Qualcomm on Wednesday once again touted LTE IoT as a major step toward the eventual implementation of the fifth generation of mobile networks into the Internet of Things segment. While the true potential of IoT isn't expected to be unlocked before 5G becomes available on an international level, Qualcomm claims the connectivity revolution is already underway, especially given the completion of the first 5G New Radio standard — Release 15 — late last month in Lisbon, Portugal. LTE IoT was already added to 3GPP's Release 13 standard, having debuted within the scope of the LTE Advanced Pro solution which is already offering universal coverage and a wide variety of services that Qualcomm says will be crucial for supporting 5G.
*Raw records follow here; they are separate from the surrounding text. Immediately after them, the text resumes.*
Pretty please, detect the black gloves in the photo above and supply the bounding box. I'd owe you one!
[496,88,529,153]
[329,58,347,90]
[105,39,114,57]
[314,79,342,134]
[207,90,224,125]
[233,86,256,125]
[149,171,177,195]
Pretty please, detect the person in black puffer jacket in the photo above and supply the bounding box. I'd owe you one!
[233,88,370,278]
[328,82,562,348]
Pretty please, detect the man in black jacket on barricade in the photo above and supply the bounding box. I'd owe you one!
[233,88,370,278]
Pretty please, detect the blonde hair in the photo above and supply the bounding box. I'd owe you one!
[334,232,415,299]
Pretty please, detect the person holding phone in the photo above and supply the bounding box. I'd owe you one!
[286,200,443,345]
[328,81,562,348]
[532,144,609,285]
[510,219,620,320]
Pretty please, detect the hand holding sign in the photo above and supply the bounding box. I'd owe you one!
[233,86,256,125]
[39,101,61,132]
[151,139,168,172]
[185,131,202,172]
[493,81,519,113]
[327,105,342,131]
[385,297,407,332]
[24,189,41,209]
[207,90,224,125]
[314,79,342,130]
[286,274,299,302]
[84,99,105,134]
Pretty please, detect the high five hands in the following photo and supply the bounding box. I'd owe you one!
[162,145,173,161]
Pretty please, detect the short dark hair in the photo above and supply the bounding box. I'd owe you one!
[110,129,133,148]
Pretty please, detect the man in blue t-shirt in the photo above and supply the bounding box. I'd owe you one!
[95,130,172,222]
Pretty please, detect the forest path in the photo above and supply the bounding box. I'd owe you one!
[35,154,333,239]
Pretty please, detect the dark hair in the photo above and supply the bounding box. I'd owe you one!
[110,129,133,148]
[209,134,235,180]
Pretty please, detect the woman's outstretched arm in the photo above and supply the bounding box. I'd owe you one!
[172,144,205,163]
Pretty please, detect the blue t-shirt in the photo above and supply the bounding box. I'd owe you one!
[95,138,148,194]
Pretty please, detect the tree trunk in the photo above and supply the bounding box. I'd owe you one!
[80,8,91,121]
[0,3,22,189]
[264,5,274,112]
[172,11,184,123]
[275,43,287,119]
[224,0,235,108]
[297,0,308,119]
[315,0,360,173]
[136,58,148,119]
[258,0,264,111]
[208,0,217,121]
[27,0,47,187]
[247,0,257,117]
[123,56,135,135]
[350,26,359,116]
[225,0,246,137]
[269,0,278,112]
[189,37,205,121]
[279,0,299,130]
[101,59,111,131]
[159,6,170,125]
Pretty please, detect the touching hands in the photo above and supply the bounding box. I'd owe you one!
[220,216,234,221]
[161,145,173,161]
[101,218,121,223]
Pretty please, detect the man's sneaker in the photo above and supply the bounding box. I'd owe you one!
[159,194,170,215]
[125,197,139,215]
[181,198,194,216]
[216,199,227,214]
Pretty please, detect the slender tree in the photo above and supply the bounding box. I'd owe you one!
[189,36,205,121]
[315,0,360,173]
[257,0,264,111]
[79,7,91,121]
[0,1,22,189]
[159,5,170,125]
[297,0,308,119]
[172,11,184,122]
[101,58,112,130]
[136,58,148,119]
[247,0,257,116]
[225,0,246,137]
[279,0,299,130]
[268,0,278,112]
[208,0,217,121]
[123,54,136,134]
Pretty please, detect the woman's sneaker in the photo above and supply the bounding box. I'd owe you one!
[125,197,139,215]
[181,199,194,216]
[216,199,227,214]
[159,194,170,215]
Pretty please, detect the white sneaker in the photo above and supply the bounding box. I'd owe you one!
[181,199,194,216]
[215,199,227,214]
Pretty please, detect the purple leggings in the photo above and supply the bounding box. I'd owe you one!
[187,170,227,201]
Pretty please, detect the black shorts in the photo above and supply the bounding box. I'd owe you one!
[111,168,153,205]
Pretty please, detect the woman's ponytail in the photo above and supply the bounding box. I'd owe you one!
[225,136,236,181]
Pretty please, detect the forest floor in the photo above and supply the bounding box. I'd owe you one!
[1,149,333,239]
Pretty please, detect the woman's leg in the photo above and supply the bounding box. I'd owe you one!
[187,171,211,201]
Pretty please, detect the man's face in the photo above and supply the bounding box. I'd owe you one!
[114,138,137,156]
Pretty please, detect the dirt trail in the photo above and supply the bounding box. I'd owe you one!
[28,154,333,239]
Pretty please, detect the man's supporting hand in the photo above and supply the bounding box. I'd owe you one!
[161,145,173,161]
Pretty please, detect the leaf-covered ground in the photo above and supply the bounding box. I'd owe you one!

LTE Advanced Pro is essentially a combination of NB-IoT and eMTC, with the two narrowband technologies being meant to work together to simplify the complexity of networks and devices meant to be connected to them in order to optimize their effective range, supported density, and battery life without making any functional compromises. The efforts to streamline the solution are a direct consequence of the nature of IoT offerings such as wearables and environmental sensors that makes optimal battery life and reliable connectivity take priority over advanced features. Qualcomm is estimating that more than 35 wireless carriers and other companies in the industry already vowed to deploy Cat-NB1 or Cat-M1 networks, with some of them pledging to implement both and already starting to deliver on their promises last year. 5G eMBB solutions are also set to be launched next year, covering both the sub-6GHz spectrum and millimeter-wave frequencies, allowing for a core network-agnostic IoT platform that will support those LTE services but also be compatible with 5G, Qualcomm said, adding that it's fully committed to accelerating that deployment going forward.
IoT is just one component of the 5G equation, with the next wireless standard being expected to allow for entirely new types of technologies, solutions, and businesses. According to Qualcomm's previous research, over $12 trillion in additional economic value will be attributed to 5G by 2035. The jump to the next generation of mobile networks is different from every previous such upgrade because it started being researched and developed with products and services in mind instead of being a result of an industry-wide desire to simply improve existing wireless infrastructure in terms of speeds, capacities, and latencies. In combination with the potential of private LTE and 5G networks, Qualcomm believes the next wireless upgrade will ultimately lead to a "fourth industrial revolution."